Bowtie Life Insurance
- Native name: 保泰人壽
- Type: Private
- Industry: Insurance
- Founded: 2017 Hong Kong
- Founder: Fred Ngan; Michael Chan;
- Headquarters: Bowtie Life Insurance Tower, 68 Johnston Road, Wan Chai, Hong Kong
- Key people: Colin Lam (Chairman); John Tsang (Senior Advisor); Tony Mok (Medical Advisor); James Lau (Independent Non-executive Director);
- Products: Health insurance; Voluntary Health Insurance Scheme (VHIS); Cancer Insurance; Critical Illness Insurance; Accident Insurance; Life Insurance;
- Website: bowtie.com.hk

= Bowtie Life Insurance =

Hong Kong insurance company

Bowtie (Chinese: 保泰; Bowtie Life Insurance), is Hong Kong’s first virtual insurer. On 20 December 2018, it was granted Hong Kong’s first virtual insurance licence by the Insurance Authority. Bowtie provides fully online insurance products to customers in Hong Kong, and has been approved by the Food and Health Bureau (now reorganised as the Health Bureau) to launch products under the Voluntary Health Insurance Scheme (VHIS).

Bowtie focuses on pure protection insurances, including Voluntary Health Insurance Scheme (VHIS) plans, critical illness insurance, cancer medical insurance, accident insurance, and life insurance.
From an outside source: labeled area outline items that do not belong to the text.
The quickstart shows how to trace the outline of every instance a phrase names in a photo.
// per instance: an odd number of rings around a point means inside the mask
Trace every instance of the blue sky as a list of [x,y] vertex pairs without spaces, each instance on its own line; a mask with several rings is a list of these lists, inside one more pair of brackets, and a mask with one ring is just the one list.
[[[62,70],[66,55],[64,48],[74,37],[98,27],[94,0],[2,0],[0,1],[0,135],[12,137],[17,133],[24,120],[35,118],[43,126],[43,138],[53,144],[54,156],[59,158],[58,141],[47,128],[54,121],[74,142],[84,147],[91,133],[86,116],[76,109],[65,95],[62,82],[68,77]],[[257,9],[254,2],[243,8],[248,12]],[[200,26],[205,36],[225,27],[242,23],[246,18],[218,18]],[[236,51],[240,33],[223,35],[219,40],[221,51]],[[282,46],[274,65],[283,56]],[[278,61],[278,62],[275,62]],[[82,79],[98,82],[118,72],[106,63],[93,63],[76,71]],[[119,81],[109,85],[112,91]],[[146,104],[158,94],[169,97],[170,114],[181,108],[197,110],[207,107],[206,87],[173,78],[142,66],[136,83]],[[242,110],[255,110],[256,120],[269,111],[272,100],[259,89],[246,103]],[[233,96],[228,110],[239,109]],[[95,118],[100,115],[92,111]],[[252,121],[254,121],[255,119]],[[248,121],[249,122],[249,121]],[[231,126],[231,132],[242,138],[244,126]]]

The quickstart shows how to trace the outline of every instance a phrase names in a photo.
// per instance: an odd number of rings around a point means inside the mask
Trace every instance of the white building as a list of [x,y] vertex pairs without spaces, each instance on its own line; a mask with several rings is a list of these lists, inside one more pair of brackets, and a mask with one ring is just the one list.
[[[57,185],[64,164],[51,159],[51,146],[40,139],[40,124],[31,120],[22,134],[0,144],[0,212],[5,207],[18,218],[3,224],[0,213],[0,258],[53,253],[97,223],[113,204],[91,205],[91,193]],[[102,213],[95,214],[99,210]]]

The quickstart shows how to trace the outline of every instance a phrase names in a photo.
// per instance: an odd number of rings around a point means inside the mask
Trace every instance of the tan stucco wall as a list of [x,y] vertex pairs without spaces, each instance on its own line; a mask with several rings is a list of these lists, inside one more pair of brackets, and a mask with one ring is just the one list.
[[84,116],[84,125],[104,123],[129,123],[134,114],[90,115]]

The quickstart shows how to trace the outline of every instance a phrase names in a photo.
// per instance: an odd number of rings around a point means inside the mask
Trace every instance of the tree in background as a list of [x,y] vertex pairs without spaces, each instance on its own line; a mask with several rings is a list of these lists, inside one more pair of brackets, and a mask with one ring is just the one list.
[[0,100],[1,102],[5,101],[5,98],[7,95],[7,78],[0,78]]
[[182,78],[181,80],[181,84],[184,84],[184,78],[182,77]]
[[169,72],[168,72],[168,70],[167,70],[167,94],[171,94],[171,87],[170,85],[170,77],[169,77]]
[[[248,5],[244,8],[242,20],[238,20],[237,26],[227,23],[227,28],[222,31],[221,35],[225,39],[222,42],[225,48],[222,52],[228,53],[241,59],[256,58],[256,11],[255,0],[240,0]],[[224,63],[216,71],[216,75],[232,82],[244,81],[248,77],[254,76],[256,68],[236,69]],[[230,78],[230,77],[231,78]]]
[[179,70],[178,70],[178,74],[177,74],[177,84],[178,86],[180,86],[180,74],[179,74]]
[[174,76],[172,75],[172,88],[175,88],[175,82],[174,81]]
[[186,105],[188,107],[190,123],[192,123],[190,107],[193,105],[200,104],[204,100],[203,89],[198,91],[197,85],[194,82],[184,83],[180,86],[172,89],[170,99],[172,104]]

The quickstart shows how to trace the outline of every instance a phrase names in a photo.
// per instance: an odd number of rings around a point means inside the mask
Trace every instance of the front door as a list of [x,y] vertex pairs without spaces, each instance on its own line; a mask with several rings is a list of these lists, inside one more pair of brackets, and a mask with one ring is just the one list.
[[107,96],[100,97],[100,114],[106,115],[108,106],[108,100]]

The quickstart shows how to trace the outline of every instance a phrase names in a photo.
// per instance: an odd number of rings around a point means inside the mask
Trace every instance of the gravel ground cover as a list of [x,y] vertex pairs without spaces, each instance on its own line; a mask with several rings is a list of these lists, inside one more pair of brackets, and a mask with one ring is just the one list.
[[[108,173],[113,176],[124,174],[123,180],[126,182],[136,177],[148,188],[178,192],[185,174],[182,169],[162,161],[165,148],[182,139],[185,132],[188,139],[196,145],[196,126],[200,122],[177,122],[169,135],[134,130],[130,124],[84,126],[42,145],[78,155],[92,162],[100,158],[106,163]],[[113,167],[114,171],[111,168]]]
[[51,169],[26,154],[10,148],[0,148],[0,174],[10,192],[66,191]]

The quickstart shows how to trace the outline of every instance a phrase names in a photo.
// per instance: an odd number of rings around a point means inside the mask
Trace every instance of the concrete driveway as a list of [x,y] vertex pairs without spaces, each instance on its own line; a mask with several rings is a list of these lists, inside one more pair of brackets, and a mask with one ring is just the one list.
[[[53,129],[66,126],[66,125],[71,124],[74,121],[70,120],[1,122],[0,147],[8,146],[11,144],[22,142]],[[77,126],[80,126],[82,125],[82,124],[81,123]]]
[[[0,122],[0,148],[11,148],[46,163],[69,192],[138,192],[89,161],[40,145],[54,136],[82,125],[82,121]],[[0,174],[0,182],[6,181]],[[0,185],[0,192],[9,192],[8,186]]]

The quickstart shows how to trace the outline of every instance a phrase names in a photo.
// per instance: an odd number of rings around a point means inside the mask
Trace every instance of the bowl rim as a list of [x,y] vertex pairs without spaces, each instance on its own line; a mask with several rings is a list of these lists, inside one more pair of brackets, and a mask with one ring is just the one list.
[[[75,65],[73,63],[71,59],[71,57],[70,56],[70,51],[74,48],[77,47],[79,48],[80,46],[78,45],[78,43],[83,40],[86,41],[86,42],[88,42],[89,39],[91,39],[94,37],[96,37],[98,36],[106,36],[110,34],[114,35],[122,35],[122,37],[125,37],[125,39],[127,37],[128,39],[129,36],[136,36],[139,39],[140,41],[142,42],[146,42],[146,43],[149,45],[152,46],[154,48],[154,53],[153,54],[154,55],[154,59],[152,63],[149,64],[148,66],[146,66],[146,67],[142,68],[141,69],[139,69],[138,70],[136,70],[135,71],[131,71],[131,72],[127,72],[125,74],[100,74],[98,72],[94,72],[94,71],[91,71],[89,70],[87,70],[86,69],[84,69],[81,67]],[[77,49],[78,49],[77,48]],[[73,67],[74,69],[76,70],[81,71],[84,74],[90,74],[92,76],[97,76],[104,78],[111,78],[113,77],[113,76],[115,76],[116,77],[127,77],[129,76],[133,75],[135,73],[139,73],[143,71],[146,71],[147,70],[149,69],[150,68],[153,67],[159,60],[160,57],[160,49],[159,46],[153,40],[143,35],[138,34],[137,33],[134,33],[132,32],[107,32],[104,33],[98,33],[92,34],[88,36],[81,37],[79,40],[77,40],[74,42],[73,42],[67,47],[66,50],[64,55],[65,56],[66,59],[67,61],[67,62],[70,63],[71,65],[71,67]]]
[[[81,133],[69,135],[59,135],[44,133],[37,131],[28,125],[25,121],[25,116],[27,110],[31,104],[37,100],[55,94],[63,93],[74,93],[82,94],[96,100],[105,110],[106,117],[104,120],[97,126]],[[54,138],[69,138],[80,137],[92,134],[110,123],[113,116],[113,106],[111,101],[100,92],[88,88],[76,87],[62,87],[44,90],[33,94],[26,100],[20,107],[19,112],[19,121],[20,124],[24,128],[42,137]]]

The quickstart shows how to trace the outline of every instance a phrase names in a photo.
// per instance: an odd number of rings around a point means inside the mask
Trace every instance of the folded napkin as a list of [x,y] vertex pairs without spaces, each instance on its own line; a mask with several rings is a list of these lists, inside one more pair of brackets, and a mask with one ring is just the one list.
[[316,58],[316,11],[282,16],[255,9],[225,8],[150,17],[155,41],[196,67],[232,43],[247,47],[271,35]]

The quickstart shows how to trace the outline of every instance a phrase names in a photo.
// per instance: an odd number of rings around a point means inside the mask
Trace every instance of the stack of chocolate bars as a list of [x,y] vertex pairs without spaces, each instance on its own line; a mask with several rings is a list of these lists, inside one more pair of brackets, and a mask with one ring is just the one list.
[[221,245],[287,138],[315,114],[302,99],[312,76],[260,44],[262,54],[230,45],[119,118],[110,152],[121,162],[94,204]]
It promotes the principle of “Here to help, not to sell”, and operates a direct-to-consumer model without commissions, supported by technology-driven operations. This approach reduced premiums by up to 40% compared with other insurance products in the market, while offering customer support and one-to-one claims assistance.

According to data from the Insurance Authority, as of Q4 2024 Bowtie ranked first in Hong Kong by the number of new individual non-single-premium policies in the direct sales channel. It also held a 32% share of new individual non-single-premium business sold through online channels, with cumulative total sum assured exceeding HK$133 billion. Bowtie was named the top-ranked company in Hong Kong in the Financial Times “High-Growth Companies Asia-Pacific 2025” list, and ranked 65th across the Asia-Pacific region. Bowtie’s development has also received industry recognition, including the appointment of former Financial Secretary John Tsang as Senior Advisor, and a US$70 million financing round led by Sun Life in 2025.

On 1 February 2026, Bowtie’s headquarters building at 68 Johnston Road, Wan Chai was officially renamed “Bowtie Life Insurance Tower” (Chinese: 保泰人壽大廈). Bowtie leases seven floors in the building as its new headquarters, including a customer service centre on the second floor. A Bowtie-branded coffee shop, “Bow Coffee”, was relocated at the street level, providing face-to-face product consultations and services for existing policyholders.